All year so far we've been watching what you might call "lesser" races, and comparing their camera work and marshalling to the TdF, either favourably or unfavourably. Now I'm thinking I have to revise my standards downwards - after the various dramas of Stage 1.

Right, that's all I have to say for today, other than a general complaint about the monotony of the search terms over the last few days.  If I told you that of the top 10 search terms, eight of them contain a combination of the words Andy, Schleck, Girlfriend, Jil, and 2011, well, you can imagine the face I am pulling.  30% of the people who came here via a google search, ie the ones who don't already know where it is, came via "Andy Schleck girlfriend 2011".  30%!!!

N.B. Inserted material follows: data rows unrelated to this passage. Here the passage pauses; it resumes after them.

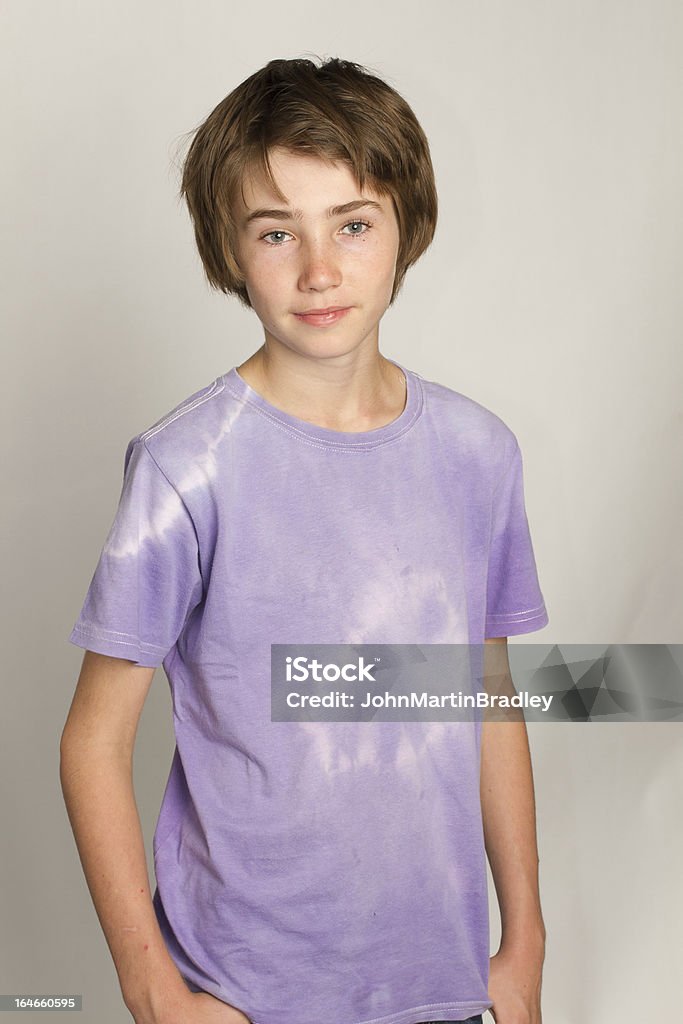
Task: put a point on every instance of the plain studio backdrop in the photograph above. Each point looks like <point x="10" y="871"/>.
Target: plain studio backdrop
<point x="551" y="294"/>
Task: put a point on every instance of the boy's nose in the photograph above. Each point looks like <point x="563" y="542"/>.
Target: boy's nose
<point x="319" y="268"/>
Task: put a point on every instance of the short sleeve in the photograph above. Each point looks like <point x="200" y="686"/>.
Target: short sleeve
<point x="514" y="601"/>
<point x="147" y="579"/>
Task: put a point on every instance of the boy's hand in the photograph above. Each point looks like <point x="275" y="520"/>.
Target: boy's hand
<point x="514" y="987"/>
<point x="195" y="1008"/>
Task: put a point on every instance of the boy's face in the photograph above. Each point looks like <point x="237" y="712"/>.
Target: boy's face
<point x="302" y="255"/>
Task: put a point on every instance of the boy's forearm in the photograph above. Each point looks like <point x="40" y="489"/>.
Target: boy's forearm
<point x="98" y="792"/>
<point x="509" y="821"/>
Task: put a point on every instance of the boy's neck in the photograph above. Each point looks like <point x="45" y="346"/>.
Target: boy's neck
<point x="364" y="395"/>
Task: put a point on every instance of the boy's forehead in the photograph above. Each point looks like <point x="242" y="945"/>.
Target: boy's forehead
<point x="302" y="179"/>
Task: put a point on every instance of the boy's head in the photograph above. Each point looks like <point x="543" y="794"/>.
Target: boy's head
<point x="337" y="112"/>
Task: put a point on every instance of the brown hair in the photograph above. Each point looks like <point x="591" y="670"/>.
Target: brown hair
<point x="338" y="111"/>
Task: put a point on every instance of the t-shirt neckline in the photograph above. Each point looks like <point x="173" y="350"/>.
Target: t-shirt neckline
<point x="313" y="433"/>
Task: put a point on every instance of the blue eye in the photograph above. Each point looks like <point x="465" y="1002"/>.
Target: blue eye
<point x="357" y="223"/>
<point x="270" y="233"/>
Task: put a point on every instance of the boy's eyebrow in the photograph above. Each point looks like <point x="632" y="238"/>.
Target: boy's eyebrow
<point x="334" y="211"/>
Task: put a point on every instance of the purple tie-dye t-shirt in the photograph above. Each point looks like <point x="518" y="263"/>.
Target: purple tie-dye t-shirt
<point x="316" y="872"/>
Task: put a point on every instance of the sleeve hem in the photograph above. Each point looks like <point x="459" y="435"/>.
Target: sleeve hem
<point x="118" y="645"/>
<point x="514" y="624"/>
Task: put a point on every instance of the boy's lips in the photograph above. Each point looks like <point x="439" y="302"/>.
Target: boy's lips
<point x="321" y="317"/>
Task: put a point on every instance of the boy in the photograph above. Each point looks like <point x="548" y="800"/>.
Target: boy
<point x="319" y="493"/>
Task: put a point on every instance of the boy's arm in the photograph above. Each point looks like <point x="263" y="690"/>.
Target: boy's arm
<point x="509" y="823"/>
<point x="95" y="771"/>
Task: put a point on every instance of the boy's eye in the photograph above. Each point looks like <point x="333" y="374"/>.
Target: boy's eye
<point x="276" y="241"/>
<point x="278" y="238"/>
<point x="357" y="223"/>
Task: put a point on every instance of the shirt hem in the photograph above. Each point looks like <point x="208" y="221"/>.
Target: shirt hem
<point x="116" y="645"/>
<point x="516" y="623"/>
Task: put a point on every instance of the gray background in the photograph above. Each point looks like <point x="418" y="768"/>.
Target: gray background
<point x="552" y="295"/>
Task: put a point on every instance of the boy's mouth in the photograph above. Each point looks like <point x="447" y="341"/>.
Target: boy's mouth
<point x="321" y="317"/>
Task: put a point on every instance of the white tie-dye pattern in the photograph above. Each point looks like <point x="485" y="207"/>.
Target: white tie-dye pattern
<point x="152" y="520"/>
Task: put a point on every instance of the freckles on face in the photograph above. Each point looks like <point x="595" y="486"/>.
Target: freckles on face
<point x="325" y="220"/>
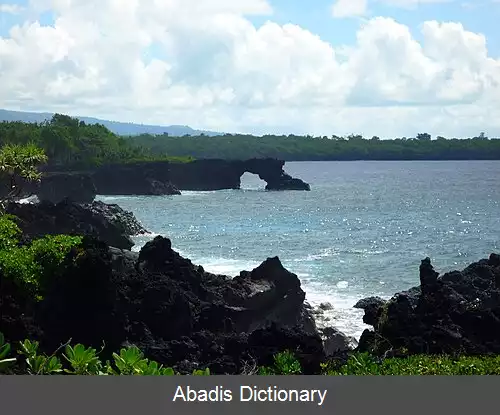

And of course I've had to go and Google it myself now... yes, Eisen Andy is first and second on the page, with Miss FeeDee in third position ("Hi, sweetie!") Well, why do I worry? Welcome, Schleck fans! (As long as you are not deranged obsessive stalker-types, we don't like that sort.)

Right, I'm off to finish watching the Schleck On Tour documentary, with thanks to Susanne for the link: it's here, in case you didn't find it.

And thanks to BoulderEl, the new Schleckland Top Newshound, for bringing the whole Bike-check episode to my attention!